COSMOVISÕES E EXISTÊNCIAS NEGRAS
| *por Diego Ferreira
Inicio minhas divagações sobre “A Última Negra”
buscando refletir sobre a existência
e sua relação entre teatro e negritudes. Primeiro busco pensar o teatro dentro do quadro atual em que nos
encontramos e vislumbrar novas possibilidades de existência daqui em diante. A definição do verbo “existir” diz que “é ter existência real, ter presença viva, viver, ser”. Existir fala
de presença viva. E PRESENÇA nas artes da cena tem um sentido amplo no que
tange a uma presença real, mesmo que virtualizada como é o caso de “A Última Negra”.
O mundo já não é mais o mesmo com a atual pandemia. Países de todo o planeta
estão sofrendo as conseqüências desta crise, que são econômicas, sociais e
também psicológicas. Foi dada uma pausa no cotidiano da humanidade e,
compulsoriamente, cada indivíduo é levado a pensar sobre sua forma de existir no mundo: o trabalho, as
relações, a maneira como utilizamos nossos recursos (ou a falta deles), o que
se espera de fato da classe política, como gerir pessoas em vulnerabilidade
social, e tantos outros desafios. São diversos problemas para serem resolvidos
em um curto período de tempo e cada escolha pode determinar a vida e a morte de
milhares de pessoas. No meio disso tudo, está também à classe artística, que
lida há tempos com vários tipos de ataques e falta de investimentos. Na nossa
sociedade, muitos partem da idéia da arte como algo supérfluo, dispensável ou
até mesmo um hobby.
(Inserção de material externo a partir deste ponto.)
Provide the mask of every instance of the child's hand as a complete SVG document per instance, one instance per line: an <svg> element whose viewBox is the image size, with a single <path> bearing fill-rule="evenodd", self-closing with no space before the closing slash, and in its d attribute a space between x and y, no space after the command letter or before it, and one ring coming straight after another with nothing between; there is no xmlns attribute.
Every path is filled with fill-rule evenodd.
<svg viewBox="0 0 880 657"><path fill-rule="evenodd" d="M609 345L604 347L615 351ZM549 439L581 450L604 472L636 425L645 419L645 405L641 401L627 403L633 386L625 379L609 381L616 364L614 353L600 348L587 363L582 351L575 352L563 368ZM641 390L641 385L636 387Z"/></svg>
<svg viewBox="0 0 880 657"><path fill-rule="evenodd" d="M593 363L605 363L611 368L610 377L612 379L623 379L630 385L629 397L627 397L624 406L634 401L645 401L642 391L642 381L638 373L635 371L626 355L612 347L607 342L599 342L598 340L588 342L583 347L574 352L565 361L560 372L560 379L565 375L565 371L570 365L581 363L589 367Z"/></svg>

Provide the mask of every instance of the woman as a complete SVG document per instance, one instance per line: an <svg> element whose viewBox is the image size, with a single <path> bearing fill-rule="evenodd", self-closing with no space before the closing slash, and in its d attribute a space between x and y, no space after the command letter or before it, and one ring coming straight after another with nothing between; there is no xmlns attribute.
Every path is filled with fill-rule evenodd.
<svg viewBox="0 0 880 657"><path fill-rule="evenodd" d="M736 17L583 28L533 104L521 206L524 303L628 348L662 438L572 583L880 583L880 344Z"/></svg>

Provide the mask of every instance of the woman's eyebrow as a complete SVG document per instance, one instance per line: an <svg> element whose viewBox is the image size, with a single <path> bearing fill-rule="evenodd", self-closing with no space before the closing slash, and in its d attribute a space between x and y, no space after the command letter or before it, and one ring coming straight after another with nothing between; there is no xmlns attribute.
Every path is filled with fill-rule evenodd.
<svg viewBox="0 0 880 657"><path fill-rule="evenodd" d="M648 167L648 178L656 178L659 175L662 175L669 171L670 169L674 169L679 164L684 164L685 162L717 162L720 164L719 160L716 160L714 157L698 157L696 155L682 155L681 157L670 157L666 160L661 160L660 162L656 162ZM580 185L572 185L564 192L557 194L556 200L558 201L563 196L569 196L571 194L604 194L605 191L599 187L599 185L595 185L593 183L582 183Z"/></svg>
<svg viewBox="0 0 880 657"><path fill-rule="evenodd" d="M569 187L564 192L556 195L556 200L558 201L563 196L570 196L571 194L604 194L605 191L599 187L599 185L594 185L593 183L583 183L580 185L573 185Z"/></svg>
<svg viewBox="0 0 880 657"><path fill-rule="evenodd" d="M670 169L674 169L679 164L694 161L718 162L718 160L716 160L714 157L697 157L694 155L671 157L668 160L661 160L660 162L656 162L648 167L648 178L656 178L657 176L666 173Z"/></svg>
Há, portanto, um preconceito estrutural (assim como o racismo
estrutural abordado no espetáculo) em relação às artes, provavelmente atrelado
à crença do valor mercadológico das profissões, no sentido de que há algumas
mais importantes e "úteis" que outras. Com a pandemia, novas formas
de “existência” têm sido pensadas
para os artistas, não sem controvérsias e polêmicas, já que temporadas de
espetáculos foram todos cancelados. Em meio a uma crise que escancara a
insuficiência de políticas públicas para todos os setores da sociedade, os
espetáculos teatrais, que tanto dependem do público (presença), tem estado
parados. Para alguns artistas, uma
alternativa tem sido as transmissões ao vivo através de plataformas virtuais.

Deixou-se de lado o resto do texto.